The source code for Grand Theft Auto 5 was reportedly leaked on Christmas Eve, a little over a year after the Lapsus$ threat actors hacked Rockstar games and stole corporate data.
Links to download the source code were shared on numerous channels, including Discord, a dark web website, and a Telegram channel that the hackers previously used to leak stolen Rockstar data.
In a post to a Grand Theft Auto leak channel on Telegram, the channel owner known as ‘Phil’ posted links to the stolen source code, sharing a screenshot of one of the folders.
The channel owner also paid homage to Lapsus$ hacker Arion Kurtaj, who previously leaked pre-release videos of Grand Theft Auto 6 under the name ‘teapotuberhacker.’
He started all of this and ensured the leak would become public.
I have immense respect for him.
Miss you buddy.
If you want to take a trip down memory lane, check out the list of pinned messages to see how it all unfolded in 2022. Arion actively talked in here.”
Rockstar Games was hacked in 2022 by members of the notorious Lapsus$ hacking group, who gained access to the company’s internal Slack server and Confluence wiki.
At the time, the threat actors claimed to have stolen the GTA 5 and GTA 6 source code and assets, including a GTA 6 testing build, with some of the stolen content leaked on forums and Telegram. The threat actor also shared GTA 5 source code samples as proof that they had stolen the data.
Security research group vx-underground says they spoke to the leaker on Discord, who said the source code was leaked sooner than expected.
“They claim to have received the source code August, 2023,” reads a post by vx-underground.

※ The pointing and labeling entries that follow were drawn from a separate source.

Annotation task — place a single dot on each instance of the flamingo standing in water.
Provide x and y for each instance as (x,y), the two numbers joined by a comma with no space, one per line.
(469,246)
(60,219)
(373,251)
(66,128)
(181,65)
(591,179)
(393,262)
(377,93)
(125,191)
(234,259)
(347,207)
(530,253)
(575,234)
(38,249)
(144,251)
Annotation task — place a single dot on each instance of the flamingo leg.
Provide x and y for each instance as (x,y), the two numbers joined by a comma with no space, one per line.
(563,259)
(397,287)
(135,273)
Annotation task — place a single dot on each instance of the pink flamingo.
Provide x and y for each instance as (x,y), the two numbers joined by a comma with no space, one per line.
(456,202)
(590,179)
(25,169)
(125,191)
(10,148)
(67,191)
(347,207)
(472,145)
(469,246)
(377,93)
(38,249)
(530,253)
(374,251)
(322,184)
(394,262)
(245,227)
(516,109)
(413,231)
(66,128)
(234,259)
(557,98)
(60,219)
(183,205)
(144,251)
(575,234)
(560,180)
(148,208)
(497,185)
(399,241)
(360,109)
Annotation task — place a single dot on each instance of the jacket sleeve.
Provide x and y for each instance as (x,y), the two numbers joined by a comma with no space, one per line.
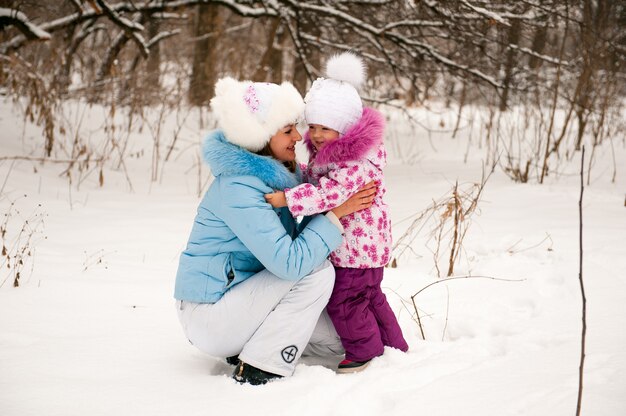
(256,224)
(332,191)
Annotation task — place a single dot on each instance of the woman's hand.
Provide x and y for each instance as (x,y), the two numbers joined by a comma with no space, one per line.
(361,200)
(277,199)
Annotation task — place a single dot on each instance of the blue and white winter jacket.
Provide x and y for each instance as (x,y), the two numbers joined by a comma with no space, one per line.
(236,234)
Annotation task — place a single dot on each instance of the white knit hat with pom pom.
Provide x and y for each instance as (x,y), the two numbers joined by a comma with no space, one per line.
(334,101)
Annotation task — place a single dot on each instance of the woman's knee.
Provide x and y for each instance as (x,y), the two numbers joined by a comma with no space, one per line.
(325,277)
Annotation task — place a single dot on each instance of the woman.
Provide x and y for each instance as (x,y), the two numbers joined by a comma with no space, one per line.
(252,282)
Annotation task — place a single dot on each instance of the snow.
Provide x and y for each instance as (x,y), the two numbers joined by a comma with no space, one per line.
(92,328)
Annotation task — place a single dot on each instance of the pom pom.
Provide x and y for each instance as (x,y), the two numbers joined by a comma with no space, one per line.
(346,67)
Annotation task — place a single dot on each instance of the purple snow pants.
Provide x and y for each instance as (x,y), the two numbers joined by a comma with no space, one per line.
(361,315)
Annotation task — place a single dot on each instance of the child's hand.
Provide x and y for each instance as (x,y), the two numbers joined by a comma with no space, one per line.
(277,199)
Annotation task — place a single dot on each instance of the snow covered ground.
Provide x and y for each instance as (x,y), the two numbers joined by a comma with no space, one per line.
(92,328)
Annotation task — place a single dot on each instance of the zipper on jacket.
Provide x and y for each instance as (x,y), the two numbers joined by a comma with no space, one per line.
(231,277)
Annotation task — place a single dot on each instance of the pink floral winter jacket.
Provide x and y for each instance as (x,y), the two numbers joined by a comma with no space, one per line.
(337,172)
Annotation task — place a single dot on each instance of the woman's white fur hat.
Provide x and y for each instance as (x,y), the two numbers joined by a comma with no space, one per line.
(334,101)
(250,113)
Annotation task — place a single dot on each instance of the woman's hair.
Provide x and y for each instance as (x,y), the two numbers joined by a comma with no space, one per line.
(266,151)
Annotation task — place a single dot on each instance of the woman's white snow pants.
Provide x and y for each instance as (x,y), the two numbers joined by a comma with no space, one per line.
(268,321)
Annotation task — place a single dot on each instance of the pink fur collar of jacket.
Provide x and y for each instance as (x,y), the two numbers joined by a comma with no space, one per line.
(365,135)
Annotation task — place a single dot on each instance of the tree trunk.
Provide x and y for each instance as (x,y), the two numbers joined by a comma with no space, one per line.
(153,65)
(264,69)
(300,73)
(203,73)
(513,39)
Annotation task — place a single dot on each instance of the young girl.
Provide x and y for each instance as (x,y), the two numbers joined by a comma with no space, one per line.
(346,148)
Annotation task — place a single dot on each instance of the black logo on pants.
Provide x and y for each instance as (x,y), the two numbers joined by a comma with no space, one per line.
(289,353)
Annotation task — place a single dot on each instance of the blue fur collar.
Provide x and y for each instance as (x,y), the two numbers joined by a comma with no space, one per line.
(225,158)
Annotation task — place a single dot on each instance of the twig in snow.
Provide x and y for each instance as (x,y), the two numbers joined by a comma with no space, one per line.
(582,286)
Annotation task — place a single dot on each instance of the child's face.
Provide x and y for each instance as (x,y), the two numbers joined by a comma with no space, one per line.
(322,135)
(283,143)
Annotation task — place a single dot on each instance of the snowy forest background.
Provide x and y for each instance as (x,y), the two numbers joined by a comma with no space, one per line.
(489,104)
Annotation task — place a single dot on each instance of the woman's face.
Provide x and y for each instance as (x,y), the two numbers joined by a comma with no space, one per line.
(283,143)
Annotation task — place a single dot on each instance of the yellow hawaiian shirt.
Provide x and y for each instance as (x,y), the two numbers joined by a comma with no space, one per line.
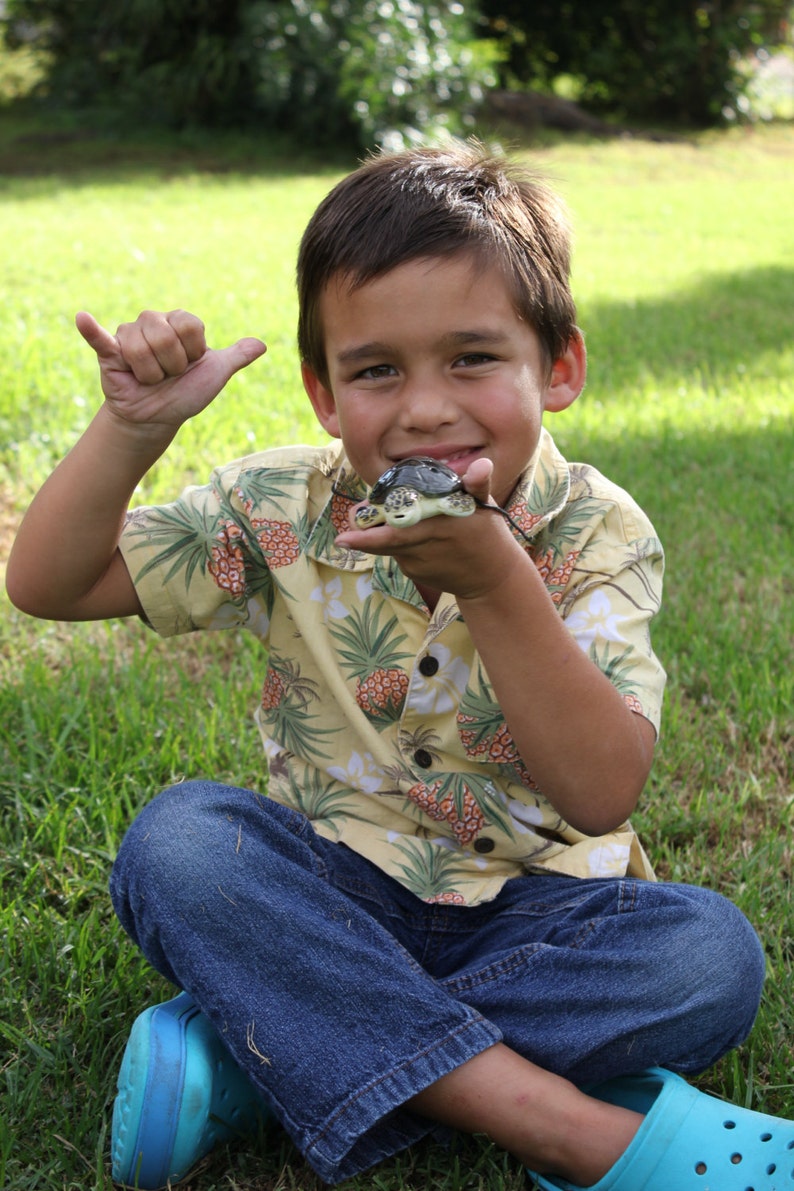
(377,718)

“Their motivation was to combat scamming in the GTA V modding scene, many people were allegedly scammed by people claiming to have the GTA V source code.”
While BleepingComputer reviewed the leak, which appears to be legitimate GTA 5 source code, we could not independently verify its authenticity.

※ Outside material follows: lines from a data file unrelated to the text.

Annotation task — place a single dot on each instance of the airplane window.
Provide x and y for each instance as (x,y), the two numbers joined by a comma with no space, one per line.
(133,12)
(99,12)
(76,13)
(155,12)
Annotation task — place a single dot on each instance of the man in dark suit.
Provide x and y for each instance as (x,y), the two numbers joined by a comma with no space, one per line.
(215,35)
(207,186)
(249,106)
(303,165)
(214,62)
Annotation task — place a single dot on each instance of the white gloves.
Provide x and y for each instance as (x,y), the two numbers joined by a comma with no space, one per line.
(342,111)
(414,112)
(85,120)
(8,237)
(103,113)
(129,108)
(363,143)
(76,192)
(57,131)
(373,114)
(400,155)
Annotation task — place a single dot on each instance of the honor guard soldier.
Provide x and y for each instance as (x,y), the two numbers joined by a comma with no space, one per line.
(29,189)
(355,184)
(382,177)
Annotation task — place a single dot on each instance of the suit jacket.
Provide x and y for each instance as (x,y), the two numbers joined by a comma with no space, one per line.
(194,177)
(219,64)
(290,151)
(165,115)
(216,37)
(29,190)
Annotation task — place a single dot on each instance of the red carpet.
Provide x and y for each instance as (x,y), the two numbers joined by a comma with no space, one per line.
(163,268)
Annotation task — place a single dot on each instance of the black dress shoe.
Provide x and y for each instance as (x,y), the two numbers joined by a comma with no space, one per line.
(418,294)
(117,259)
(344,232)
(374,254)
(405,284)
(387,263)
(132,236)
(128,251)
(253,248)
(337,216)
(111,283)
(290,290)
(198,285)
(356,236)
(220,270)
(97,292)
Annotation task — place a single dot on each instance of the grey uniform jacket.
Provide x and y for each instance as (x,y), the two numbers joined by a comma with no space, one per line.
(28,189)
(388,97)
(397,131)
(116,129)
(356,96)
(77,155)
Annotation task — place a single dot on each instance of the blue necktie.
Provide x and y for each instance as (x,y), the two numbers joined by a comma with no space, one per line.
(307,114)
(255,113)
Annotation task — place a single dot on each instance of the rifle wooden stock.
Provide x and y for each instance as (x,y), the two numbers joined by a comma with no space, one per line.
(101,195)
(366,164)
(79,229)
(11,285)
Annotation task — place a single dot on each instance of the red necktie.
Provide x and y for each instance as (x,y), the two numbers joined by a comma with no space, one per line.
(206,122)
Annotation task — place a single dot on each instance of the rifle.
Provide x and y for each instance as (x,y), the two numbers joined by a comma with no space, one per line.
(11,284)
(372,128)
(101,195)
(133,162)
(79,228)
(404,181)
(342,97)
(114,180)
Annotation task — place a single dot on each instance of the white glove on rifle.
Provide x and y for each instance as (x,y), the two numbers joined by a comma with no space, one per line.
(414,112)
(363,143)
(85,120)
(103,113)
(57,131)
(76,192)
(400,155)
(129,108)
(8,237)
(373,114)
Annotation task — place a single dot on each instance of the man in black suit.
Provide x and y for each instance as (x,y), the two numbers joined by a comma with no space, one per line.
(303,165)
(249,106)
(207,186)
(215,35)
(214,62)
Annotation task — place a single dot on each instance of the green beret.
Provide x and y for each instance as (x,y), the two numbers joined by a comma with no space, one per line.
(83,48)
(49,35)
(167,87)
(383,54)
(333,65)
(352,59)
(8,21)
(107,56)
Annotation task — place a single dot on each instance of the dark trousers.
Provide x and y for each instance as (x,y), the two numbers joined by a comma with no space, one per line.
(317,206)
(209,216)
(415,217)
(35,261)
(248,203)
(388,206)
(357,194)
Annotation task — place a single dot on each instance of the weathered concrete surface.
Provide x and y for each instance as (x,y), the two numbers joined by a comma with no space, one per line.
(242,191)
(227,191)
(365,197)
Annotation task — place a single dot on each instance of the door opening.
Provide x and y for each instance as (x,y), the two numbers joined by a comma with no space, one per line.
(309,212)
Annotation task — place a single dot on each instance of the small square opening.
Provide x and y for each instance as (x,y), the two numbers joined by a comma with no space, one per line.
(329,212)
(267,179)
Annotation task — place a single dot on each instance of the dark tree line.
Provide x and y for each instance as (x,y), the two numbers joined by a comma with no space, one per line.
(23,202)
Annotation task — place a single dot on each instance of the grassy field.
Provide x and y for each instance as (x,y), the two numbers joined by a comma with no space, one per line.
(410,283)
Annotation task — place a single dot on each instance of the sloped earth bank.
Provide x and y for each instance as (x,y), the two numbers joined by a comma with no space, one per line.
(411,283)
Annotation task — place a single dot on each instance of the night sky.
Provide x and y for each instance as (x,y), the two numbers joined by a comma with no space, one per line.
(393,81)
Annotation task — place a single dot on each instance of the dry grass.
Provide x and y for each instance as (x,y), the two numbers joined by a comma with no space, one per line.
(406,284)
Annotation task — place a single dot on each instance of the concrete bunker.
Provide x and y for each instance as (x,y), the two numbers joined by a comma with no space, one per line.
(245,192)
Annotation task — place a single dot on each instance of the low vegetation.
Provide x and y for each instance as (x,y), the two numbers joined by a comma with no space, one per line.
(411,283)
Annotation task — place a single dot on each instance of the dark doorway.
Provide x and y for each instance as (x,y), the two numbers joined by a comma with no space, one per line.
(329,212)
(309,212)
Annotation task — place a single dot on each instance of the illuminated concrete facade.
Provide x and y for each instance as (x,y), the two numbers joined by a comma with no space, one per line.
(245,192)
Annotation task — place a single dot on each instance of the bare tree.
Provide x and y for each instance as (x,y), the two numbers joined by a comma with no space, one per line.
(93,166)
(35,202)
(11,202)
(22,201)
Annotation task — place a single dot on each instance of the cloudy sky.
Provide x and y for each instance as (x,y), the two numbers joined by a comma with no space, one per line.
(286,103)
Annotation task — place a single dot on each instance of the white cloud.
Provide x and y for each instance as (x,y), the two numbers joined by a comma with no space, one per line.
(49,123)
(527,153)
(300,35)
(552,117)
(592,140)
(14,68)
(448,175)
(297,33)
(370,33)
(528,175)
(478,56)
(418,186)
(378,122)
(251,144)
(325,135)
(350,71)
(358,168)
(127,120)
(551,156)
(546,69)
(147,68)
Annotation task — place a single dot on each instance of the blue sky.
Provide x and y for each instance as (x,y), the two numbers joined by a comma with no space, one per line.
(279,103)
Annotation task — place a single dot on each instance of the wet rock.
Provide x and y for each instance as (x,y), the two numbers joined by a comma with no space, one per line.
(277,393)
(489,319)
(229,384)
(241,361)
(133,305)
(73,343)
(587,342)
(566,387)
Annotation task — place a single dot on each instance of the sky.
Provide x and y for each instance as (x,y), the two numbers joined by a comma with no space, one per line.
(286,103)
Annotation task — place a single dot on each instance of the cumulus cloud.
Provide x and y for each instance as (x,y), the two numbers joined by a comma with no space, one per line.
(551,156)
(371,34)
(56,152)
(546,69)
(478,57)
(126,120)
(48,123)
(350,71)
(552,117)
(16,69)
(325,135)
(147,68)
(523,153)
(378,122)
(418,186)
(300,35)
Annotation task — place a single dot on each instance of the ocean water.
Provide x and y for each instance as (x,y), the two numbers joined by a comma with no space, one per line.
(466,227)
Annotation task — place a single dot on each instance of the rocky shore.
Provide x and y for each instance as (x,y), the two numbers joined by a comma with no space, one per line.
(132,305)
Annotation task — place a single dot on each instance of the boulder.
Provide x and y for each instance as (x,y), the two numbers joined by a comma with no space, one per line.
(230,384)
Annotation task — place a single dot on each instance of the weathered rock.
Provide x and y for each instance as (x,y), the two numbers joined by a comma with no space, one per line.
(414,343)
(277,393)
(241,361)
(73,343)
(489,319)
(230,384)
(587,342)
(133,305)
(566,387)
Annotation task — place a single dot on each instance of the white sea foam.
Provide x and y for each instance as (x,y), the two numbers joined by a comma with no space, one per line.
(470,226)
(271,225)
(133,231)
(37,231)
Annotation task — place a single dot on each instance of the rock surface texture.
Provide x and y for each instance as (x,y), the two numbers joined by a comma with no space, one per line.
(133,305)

BleepingComputer contacted Rockstar about the leak but did not receive a response, likely due to the holidays.
The Lapsus$ hackers
The Lapsus$ hackers stood out for their skills at performing social engineering and SIM swapping attacks to breach corporate networks.
As part of these attacks, the threat actors would attempt to extort the companies not to leak stolen data, which in many cases was source code and customer data.
The success of these attacks led the Department of Homeland Security (DHS) Cyber Safety Review Board to analyze their tactics and share recommendations for preventing similar attacks in the future.
While the Lapsus$ group has not been very active after members were arrested, BleepingComputer was told some of the members are now believed to be active in the loose-knit hacking collective known as Scattered Spider.
Scattered Spider shares similar tactics to Lapsus$, utilizing social engineering, phishing, MFA fatigue, and SIM swapping attacks to gain initial network access to large organizations.